In February, the United States imposed a visa ban on 20 Ukrainian officials deemed to be complicit in the violence that month in Kiev. Yesterday, President Obama expanded the visa ban and also signed a Presidential Executive Order authorising the US Treasury Department to designate individuals and entities who, among other things, have been involved in efforts to undermine the security or territorial integrity of Ukraine or have asserted control over any part of Ukraine (including Crimea) without authorisation of the Government of Ukraine. Although this Executive Order lays the foundation for potential future sanctions, no specific individuals or entities have been designated yet under this new authority.

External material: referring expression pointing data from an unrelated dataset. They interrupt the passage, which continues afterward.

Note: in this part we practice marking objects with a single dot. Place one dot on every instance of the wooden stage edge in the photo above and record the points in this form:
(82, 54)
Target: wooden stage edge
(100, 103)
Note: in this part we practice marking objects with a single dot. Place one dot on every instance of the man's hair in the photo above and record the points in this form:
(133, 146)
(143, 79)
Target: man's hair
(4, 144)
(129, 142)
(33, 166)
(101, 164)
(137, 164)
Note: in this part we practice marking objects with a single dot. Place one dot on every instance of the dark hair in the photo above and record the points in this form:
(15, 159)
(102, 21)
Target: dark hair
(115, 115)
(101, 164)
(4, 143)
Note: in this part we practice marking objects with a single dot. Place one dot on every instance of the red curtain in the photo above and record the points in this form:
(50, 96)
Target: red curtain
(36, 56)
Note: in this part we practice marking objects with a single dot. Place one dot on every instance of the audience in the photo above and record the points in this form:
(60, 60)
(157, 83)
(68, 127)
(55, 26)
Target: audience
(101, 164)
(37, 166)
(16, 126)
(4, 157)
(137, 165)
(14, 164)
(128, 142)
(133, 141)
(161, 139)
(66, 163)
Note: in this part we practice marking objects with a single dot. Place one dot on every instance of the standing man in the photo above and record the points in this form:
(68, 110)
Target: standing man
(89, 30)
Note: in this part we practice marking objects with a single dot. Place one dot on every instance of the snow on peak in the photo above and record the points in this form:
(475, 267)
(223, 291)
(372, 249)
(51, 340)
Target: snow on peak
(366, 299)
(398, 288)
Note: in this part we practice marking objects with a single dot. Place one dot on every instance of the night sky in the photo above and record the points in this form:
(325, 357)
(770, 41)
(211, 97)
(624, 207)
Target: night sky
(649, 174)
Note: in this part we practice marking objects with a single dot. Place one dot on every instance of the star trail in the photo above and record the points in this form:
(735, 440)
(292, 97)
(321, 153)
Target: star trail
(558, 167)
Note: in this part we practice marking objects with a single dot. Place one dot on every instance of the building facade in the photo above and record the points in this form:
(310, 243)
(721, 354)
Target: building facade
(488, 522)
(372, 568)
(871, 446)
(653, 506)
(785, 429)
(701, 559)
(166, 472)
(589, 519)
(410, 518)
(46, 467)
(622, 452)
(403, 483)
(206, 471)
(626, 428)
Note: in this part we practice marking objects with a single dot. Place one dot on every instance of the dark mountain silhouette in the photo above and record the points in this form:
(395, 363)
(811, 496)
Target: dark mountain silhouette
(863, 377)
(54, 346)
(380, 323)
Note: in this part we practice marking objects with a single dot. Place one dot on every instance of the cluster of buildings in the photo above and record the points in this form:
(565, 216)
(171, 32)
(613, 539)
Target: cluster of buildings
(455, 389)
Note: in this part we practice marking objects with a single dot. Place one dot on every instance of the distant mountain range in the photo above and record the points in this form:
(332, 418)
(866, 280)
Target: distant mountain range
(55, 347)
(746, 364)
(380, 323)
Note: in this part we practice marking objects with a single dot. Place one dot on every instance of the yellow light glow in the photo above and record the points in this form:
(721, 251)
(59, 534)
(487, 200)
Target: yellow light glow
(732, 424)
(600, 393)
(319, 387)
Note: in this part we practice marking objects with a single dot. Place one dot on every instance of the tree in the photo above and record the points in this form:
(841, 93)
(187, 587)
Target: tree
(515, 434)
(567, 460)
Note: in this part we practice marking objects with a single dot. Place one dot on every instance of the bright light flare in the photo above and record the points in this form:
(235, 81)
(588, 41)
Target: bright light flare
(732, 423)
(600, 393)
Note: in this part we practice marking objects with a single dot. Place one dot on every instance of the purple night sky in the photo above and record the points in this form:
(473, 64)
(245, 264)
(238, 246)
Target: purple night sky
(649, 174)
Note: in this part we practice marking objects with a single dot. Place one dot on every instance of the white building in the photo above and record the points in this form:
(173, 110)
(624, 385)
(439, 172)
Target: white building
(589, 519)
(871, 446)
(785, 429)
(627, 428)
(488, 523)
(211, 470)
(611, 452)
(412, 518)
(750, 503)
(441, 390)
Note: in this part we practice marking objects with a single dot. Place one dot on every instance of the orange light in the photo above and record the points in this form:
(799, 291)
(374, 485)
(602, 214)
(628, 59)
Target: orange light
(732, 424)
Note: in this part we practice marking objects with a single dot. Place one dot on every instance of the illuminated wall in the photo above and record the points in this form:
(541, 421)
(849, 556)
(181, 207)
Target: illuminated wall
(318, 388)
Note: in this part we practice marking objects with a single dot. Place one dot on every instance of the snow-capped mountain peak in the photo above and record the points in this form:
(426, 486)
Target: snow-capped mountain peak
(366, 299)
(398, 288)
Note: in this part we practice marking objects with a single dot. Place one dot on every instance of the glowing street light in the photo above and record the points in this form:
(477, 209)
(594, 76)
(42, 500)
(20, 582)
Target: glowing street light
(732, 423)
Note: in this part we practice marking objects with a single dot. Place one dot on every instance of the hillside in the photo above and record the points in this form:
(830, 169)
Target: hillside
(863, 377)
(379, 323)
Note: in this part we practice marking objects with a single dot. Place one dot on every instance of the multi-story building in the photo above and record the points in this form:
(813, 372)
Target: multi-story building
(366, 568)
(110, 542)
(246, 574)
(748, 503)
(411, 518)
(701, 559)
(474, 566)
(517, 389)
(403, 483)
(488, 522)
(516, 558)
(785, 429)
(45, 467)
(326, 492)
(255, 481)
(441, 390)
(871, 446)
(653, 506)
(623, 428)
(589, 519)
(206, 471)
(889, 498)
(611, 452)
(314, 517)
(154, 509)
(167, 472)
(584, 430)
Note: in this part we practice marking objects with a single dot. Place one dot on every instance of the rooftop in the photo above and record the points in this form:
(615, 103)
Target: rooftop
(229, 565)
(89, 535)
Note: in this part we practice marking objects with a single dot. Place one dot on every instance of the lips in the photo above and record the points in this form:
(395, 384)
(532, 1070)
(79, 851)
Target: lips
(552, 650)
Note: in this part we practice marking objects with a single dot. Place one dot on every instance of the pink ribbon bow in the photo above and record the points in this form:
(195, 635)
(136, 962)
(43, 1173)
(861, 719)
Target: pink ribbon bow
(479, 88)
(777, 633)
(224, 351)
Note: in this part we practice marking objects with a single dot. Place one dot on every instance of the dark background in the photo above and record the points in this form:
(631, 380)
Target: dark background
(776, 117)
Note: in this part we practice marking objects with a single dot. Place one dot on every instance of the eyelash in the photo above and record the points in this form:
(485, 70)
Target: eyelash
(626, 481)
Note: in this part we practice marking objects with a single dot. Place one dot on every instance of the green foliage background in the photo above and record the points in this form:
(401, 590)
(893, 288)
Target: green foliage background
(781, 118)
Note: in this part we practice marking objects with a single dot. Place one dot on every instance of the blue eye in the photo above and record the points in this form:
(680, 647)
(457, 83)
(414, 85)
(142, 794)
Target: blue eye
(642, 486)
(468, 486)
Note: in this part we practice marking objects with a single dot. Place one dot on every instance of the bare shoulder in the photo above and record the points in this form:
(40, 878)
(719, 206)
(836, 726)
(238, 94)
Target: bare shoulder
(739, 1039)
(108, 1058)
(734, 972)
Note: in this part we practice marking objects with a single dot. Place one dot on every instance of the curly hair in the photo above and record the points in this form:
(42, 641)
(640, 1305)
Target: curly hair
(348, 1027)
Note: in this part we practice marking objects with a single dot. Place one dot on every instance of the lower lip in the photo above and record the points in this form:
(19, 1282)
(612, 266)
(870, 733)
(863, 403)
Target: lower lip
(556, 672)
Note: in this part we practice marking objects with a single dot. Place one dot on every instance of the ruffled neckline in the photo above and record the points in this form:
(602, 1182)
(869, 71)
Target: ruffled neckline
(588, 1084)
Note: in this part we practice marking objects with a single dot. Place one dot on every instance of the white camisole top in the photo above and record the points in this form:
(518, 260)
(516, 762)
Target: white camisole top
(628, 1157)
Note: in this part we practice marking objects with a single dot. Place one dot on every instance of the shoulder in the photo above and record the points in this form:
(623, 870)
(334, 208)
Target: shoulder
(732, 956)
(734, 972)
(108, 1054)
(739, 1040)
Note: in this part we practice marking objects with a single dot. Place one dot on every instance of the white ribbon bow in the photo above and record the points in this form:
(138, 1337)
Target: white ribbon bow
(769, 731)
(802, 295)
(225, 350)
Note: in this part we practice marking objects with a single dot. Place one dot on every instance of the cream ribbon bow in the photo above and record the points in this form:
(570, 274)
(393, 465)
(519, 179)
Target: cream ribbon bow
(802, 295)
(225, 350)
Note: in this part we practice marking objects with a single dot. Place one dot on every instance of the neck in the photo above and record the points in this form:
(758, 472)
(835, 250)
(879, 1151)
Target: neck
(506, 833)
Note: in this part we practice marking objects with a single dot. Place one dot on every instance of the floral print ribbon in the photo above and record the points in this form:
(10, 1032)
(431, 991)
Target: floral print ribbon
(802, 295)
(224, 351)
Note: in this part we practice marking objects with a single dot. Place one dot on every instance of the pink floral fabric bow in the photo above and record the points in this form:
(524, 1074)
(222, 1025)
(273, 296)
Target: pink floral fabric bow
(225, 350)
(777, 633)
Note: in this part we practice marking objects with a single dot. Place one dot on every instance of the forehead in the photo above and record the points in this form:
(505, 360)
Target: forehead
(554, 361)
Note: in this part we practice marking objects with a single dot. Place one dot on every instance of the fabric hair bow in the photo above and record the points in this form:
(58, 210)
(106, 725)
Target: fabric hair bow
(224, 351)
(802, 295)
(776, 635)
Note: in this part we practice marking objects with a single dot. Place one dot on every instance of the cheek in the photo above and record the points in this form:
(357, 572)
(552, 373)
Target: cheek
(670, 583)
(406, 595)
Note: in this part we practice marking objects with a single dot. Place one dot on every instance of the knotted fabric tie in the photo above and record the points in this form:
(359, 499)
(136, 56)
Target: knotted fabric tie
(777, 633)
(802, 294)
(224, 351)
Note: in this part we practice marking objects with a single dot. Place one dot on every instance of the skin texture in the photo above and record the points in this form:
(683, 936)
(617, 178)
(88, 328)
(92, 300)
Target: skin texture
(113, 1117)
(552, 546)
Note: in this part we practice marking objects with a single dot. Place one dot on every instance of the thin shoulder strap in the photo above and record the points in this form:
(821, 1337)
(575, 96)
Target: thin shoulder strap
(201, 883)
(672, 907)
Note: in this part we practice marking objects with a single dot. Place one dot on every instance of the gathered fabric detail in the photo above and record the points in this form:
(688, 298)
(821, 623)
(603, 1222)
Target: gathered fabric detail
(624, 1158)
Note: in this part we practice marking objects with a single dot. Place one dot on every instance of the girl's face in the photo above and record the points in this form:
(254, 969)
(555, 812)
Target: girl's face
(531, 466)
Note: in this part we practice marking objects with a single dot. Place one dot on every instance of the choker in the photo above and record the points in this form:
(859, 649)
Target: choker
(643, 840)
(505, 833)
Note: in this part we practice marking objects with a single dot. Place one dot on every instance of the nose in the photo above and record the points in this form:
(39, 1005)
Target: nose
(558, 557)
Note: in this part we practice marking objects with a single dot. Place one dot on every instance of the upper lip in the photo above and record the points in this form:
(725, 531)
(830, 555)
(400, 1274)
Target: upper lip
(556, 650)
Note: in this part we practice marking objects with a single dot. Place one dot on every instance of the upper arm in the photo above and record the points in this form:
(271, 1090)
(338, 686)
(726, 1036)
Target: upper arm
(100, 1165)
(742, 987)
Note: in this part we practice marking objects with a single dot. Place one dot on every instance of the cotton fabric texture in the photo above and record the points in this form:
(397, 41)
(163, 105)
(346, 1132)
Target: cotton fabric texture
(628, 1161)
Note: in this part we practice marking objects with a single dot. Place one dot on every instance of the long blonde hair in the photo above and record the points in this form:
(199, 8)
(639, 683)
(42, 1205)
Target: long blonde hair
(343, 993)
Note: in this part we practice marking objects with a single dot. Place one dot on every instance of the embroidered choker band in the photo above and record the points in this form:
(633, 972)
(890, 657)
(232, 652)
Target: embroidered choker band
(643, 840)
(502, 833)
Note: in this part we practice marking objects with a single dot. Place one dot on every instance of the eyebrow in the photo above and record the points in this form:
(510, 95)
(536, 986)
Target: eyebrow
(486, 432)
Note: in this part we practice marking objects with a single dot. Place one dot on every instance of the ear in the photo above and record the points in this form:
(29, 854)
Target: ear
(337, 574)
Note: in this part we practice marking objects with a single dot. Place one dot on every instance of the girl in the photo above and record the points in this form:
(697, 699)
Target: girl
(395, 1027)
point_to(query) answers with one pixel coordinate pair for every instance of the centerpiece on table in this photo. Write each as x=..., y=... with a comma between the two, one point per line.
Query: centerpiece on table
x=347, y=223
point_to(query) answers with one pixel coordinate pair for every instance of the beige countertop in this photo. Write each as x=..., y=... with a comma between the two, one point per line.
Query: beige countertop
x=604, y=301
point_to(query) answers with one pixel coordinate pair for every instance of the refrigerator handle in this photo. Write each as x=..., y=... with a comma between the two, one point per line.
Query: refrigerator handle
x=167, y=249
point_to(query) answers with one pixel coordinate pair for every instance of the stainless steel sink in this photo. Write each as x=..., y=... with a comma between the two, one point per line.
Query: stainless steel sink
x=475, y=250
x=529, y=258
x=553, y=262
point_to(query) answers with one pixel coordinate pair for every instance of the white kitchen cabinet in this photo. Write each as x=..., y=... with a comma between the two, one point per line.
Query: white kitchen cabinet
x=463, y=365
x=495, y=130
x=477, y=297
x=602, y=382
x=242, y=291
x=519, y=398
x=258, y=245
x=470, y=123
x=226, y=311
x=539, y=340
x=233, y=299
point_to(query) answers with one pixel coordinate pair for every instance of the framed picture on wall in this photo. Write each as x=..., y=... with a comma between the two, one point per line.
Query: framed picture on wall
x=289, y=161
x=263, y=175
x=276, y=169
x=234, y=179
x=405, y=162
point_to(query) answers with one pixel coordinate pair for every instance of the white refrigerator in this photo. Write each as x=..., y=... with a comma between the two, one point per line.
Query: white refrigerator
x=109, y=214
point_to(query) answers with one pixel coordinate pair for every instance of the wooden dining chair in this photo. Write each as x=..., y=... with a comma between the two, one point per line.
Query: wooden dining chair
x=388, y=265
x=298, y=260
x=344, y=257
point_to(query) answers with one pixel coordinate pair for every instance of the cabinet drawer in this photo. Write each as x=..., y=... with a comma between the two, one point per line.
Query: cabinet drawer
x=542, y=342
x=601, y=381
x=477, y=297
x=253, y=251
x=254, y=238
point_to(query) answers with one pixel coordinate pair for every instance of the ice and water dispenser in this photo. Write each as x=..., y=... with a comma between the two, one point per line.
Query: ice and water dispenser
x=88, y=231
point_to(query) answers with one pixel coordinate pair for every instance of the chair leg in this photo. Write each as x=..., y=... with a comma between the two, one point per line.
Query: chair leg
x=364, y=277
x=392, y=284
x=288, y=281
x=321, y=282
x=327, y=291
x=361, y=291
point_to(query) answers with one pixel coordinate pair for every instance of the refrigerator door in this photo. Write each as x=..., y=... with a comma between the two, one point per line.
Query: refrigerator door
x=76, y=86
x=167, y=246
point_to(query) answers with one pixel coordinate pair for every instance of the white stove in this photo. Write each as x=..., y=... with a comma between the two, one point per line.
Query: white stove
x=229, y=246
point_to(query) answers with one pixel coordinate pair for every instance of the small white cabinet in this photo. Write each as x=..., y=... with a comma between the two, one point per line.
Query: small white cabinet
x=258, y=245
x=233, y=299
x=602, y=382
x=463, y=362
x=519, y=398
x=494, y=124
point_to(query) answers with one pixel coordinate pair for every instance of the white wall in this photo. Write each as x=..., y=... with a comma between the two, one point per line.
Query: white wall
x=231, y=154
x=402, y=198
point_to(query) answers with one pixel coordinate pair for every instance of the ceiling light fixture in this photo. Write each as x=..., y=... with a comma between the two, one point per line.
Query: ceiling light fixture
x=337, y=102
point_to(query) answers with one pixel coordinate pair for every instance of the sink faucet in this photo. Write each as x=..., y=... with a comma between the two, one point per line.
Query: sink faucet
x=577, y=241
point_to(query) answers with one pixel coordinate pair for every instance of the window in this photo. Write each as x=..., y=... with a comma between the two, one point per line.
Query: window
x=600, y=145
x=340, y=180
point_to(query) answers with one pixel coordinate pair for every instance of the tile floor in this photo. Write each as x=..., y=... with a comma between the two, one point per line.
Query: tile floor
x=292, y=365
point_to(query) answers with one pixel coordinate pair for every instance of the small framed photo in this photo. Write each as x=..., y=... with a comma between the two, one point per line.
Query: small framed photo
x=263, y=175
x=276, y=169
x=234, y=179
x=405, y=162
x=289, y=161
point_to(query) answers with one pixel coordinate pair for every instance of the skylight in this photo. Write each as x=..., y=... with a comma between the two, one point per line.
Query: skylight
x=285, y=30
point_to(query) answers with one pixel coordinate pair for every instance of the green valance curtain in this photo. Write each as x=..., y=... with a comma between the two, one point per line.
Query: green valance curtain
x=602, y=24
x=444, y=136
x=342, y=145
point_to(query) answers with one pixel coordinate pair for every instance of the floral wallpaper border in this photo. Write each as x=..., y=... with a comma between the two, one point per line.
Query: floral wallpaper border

EU/UK Suspension of Licenses
On 20 February 2014, the EU Council announced that EU Member States agreed to suspend export licences on equipment which might be used for internal repression and reassess export licences in connection with military goods and technology.
Accordingly, on 24 February, BIS issued a notice that it was reviewing extant licences to determine which are for equipment which might be used for internal repression and would therefore be subject to suspension. BIS is also assessing which exports would provoke or prolong armed conflicts or aggravate existing tensions. Exporters will be notified by BIS directly if a licence is to be suspended.
Potential for Additional Sanctions
Press reports speculate that the US and EU may issue further sanctions if the situation in Ukraine does not improve. Indeed, the US White House press secretary was quoted as stating: “Depending on how the situation develops, the United States is prepared to consider additional steps and sanctions as necessary”.
Although the earliest sanctions were a reaction to the political violence in Kiev and generally targeted Ukrainian persons, the focus is now turning to Russia's military intervention in Crimea. The EU formally stated yesterday that it will suspend bilateral talks with Russia on visa matters and the participation of the EU institutions in the G8 Summit. The EU has stated that if Russia does not negotiate with Ukraine, it may adopt other measures at a later date.
In light of the constantly changing facts on the ground, it is difficult to speculate the form additional sanctions would take. We are closely monitoring this situation.
Given the current uncertainty regarding events in Ukraine, companies should closely monitor further developments in order to ensure compliance with the current measures. Companies should exercise diligence when conducting transactions involving Ukraine and Russia, including by taking the following steps:
- screen (and regularly re-screen) counterparties, end-users, banks and other third parties potentially benefiting from the transaction to verify that they are not a designated person (and are not owned or controlled by a designated person);
- assess whether any products or technology being sold or supplied might be used for internal repression. In this context, we note that the EU or national authorities could potentially take a wide interpretation of the type of equipment which might be used for internal repression. Indeed, this has happened in the past in respect of sanctions against Libya (e.g., where protective equipment and simulators for training in the use of firearms, were in-scope).
- exercise caution in the negotiation of contracts with parties that could be the target of any US and/or EU sanctions against Russia (including the State-owned financial and energy sectors). This would include supplementary contractual language addressing sanctions risks and export control compliance, for example.
The foregoing is intended only to provide a general overview of the new sanctions imposed against Ukraine.